“Our belief is that we need to make things better, and leave a legacy for our kids and our grandkids and the neighborhood as a whole,” says Oregon rancher Mark Bennett. Read more about Mark and Patti Bennett, who have partnered with the Sage Grouse Initiative to conserve land and water resources on the sagebrush sea.
Story and photos by Steve Stuebner
Watch the short video about the Bennetts below!
Mark and Patti Bennett own a small slice of heaven: an 8,000-acre working ranch near Unity, Oregon. Their home and red-trimmed barn look out on a series of meadows along Camp Creek that stretch for miles in the shadow of Bull Run Mountain. A few red angus cattle munch on grass nearby, and the smoke from their fireplace rises out of the chimney as we talk about how they manage their ranch.

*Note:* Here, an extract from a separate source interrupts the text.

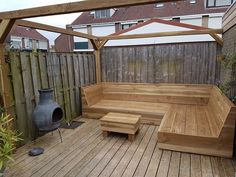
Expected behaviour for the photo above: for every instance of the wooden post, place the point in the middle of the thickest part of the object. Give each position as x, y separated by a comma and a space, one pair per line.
98, 66
6, 89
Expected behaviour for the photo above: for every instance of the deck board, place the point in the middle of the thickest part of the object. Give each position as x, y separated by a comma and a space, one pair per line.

The Bennetts care deeply about conservation and raising quality natural beef. To them, these two things go hand in hand. Over the last decade, the Bennetts have made several improvements on their ranch that benefit water and forage quality, fish, and wildlife, including the Greater sage-grouse.

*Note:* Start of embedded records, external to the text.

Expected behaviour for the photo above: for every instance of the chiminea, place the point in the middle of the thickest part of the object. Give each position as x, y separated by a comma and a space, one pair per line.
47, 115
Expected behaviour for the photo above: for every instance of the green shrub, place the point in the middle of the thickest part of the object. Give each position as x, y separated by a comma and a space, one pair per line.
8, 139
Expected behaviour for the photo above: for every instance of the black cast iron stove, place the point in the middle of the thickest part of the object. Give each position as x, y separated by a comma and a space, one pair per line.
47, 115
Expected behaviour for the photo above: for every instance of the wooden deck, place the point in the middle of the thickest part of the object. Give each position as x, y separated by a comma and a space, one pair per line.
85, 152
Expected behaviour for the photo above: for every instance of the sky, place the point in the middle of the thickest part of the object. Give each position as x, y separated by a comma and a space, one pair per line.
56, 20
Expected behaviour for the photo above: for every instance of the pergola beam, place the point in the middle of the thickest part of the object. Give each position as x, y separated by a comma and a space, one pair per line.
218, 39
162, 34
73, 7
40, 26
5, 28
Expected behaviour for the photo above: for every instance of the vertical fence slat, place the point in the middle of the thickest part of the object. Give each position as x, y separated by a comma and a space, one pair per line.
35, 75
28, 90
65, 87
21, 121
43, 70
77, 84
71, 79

“All of the conservation work that Mark and Patti have been doing creates a real bright spot for the birds in that area,” says Nick Myatt, district manager for the Oregon Department of Fish and Wildlife (ODFW) in La Grande, Oregon.
Conservation improvements on the Bennett ranch have resulted in a local upswing in sage grouse numbers. A recent count found about 40 males on a nearby lek.
Myatt nominated the Bennetts for the 2015 Riley Freeman Stewardship Award, a recognition presented to a member of the Oregon Cattlemen’s Association who best exemplifies Freeman’s passion for the cattle industry, good land stewardship and avocation for partnerships. Both ODFW and the Cattlemen’s Association select the honorees. The Bennetts fit the bill to a tee.
Making conservation improvements to the ranch, as well as raising cattle in a natural beef program under the Global Animal Partnership, gives rise to a sustainable operation, Mark Bennett says. The Global Animal Partnership emphasizes animal health and welfare, including an emphasis on open-pasture settings for raising cattle.
“Patti and I look at this as our legacy to our children and grandchildren,” says Mark. “We want to make sure that we’re making things better.”
“They do all the things you would look for in a conservation-oriented ranch operation,” adds Joshua Uriarte, who worked with the Bennetts for seven years on multiple conservation projects. Uriarte is a past employee of the Sage Grouse Initiative (SGI) and multiple soil and water conservation districts. “The Bennetts have done rest-rotation grazing, range monitoring, and other projects promoting livestock health, watershed health as well as fisheries and water quality. They want to make sure everything on the ranch is working together in harmony, from the birds to the cattle.”
When SGI and sage grouse-specific programs kicked off five years ago, the scale of the Bennett’s conservation work increased. They have treated more than 5,000 acres on their ranch to remove juniper trees, which were encroaching on aspen groves and other open lands on the ranch. Most of the juniper encroachment was in the early stages, Bennett says, but they were growing in fast.
The Bennetts hired local loggers to remove the juniper trees, thanks to contracts for funding through SGI. Their earlier juniper management was funded through the Oregon Watershed Enhancement Board. As a part of these projects, loggers drop the trees and cut the limbs, pile the wood and burn it.
“It’s great that SGI helps with local jobs and economic development,” says Mark, who is also a Baker County Commissioner. “Those jobs are important in Baker County because we don’t cut much timber in the national forest anymore.”
The Bennetts list of conservation projects is long. They improved grazing management by upgrading fences in the forest, enhanced fish passage in Camp Creek, and built eight miles of water pipeline and nine water troughs to improve water quality in the creek.
“We used to do our calving along the creek, but now with the new off-site water system, the riparian area is protected,” Mark says.
With the help of SGI, they have installed nearly 7,000 feet of new wildlife-friendly fencing (where the bottom wire is smooth and 17 inches off the ground to allow antelope to pass underneath), placed reflectors on the top wire of several miles of fencing to increase visibility for low-flying sage grouse, and they’re enrolled in the Natural Resource Conservation Service’s Conservation Stewardship Program, a grazing management program that adopts additional conservation practices to address natural resource concerns.
The Bennetts have also signed a Candidate Conservation Agreement with Assurances with the U.S. Fish and Wildlife Service to further protect sage grouse on their private lands. They carefully monitor grazing in 27 pastures, with monitoring transects set up for each one. All of the conservation work they do is voluntary.
Ranchers need to be proactive to stay in business nowadays, Mark says. As a community leader, he understands that it is important to ranch amicably with fish and wildlife.
“People are watching what we do out here. We’ve got to be responsible with how we manage the land and our livestock, so that we have a long, sustainable future.”